Para ele, trata-se menos de amaciamento e mais de evitar abusos nos primeiros quilômetros. “O motor pode girar alto, mas não o tempo todo. O que não é bom é manter rotações máximas por longos períodos logo nos primeiros dias.”
O carro inteiro se ajusta, não só o motor
Essa fase inicial também envolve outros sistemas. “Freios, pneus e suspensão passam por um período de assentamento. Não é só o motor.

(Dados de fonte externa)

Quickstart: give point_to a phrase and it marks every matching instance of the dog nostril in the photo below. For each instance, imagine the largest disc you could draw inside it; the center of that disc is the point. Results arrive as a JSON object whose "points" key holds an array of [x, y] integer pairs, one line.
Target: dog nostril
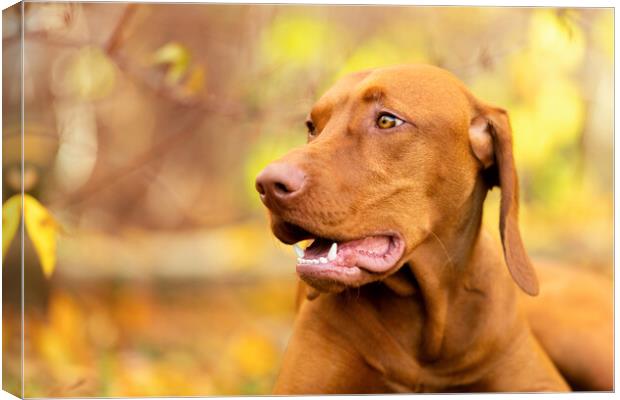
{"points": [[260, 188], [281, 188]]}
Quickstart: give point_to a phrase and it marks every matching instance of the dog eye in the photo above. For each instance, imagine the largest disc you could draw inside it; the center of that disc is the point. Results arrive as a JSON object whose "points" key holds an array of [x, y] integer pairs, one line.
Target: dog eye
{"points": [[311, 128], [387, 121]]}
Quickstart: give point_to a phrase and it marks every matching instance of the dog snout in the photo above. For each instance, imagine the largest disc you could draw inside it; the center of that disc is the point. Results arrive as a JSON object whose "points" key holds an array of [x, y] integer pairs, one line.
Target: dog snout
{"points": [[279, 183]]}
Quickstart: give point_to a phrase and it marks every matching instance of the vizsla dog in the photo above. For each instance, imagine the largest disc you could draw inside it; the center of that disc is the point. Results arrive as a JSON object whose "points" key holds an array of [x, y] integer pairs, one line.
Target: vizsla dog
{"points": [[406, 292]]}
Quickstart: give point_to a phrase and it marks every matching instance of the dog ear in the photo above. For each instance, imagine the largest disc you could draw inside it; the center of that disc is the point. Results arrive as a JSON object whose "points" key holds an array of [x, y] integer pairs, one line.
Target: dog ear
{"points": [[491, 141]]}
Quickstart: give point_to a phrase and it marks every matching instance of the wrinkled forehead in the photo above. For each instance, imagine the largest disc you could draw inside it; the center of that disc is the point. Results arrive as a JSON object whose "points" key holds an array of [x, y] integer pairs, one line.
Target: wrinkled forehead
{"points": [[422, 89]]}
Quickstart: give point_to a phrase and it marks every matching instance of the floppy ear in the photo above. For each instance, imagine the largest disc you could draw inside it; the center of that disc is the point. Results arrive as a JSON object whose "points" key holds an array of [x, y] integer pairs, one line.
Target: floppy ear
{"points": [[491, 141]]}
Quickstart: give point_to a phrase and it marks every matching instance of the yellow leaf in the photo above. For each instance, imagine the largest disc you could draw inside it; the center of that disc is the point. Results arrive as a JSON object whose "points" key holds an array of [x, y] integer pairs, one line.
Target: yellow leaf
{"points": [[42, 230], [177, 57], [11, 212]]}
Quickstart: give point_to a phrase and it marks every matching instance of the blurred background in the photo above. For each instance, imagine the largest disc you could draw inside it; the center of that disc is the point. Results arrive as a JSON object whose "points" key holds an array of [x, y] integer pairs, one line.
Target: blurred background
{"points": [[150, 268]]}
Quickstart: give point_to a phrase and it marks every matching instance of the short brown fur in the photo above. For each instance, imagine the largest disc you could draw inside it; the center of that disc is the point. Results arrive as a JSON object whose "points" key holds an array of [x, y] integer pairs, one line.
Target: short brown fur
{"points": [[449, 316]]}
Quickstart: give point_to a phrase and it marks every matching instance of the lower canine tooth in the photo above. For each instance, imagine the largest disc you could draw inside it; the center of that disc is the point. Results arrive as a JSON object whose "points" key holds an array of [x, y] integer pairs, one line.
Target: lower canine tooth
{"points": [[333, 252], [298, 250]]}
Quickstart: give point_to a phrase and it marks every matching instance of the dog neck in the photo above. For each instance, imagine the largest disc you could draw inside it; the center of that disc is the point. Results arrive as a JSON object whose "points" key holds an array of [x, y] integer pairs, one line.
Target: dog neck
{"points": [[458, 271]]}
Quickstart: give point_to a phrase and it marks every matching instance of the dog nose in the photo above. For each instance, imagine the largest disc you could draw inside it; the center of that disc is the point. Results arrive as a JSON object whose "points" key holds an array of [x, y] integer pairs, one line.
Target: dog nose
{"points": [[279, 182]]}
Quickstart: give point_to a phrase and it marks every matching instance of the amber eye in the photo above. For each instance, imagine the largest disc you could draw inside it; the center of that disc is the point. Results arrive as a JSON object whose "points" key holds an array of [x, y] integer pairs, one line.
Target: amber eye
{"points": [[387, 121], [311, 128]]}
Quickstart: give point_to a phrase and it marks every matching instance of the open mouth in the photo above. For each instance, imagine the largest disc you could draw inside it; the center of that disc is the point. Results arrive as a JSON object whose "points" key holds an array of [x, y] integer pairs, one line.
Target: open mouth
{"points": [[326, 258]]}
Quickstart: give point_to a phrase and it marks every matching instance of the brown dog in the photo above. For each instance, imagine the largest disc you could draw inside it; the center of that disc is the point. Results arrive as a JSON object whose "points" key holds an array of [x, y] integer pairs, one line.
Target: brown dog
{"points": [[415, 295]]}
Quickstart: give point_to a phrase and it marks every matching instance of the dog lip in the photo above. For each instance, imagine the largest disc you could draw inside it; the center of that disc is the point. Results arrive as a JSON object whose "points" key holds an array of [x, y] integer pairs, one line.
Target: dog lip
{"points": [[353, 260]]}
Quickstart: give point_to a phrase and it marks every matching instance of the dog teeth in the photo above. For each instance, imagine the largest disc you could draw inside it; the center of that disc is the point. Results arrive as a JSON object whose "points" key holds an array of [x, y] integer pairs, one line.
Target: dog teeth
{"points": [[315, 261], [298, 251], [333, 252]]}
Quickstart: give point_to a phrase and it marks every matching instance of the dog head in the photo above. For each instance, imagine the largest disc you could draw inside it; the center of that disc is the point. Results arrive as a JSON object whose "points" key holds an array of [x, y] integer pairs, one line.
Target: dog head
{"points": [[393, 156]]}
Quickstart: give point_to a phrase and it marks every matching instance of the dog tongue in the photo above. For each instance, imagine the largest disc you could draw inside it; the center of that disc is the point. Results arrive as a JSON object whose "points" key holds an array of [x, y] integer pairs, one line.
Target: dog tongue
{"points": [[373, 253]]}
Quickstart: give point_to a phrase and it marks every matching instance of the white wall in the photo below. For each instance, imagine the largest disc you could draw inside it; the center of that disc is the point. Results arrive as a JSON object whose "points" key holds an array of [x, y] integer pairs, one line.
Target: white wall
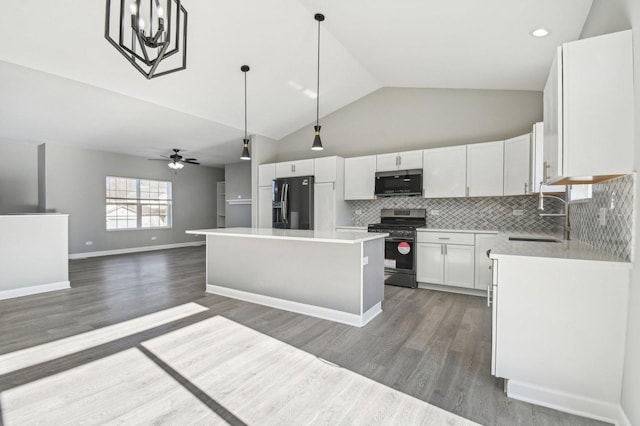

O carro inteiro está novo, e tudo ainda está se acomodando”, afirma.
Assim, a recomendação vale para todo o conjunto: variar condições de uso, evitar esforços extremos e permitir que todos os componentes encontrem seu funcionamento ideal.
E a troca de óleo antecipada?
Outra dúvida comum é se ainda vale trocar o óleo antes da quilometragem indicada pela montadora. Landulfo é direto: não. “Os lubrificantes atuais são muito superiores aos antigos, e as montadoras já consideram o processo de fabricação ao indicar o intervalo de troca. Não há necessidade de antecipar.”
A única exceção: motores retificados
Se o amaciamento praticamente desapareceu nos carros novos, ele ainda pode ser relevante quando há retífica de motor. Isso porque o acabamento das peças pode variar conforme o processo usado pela oficina. “Dependendo das tolerâncias, das rugosidades e dos materiais, talvez seja necessário um período de adaptação. É regra? Talvez não. Uma recomendação? Talvez sim.”
Nesses casos, a orientação do profissional responsável continua sendo essencial.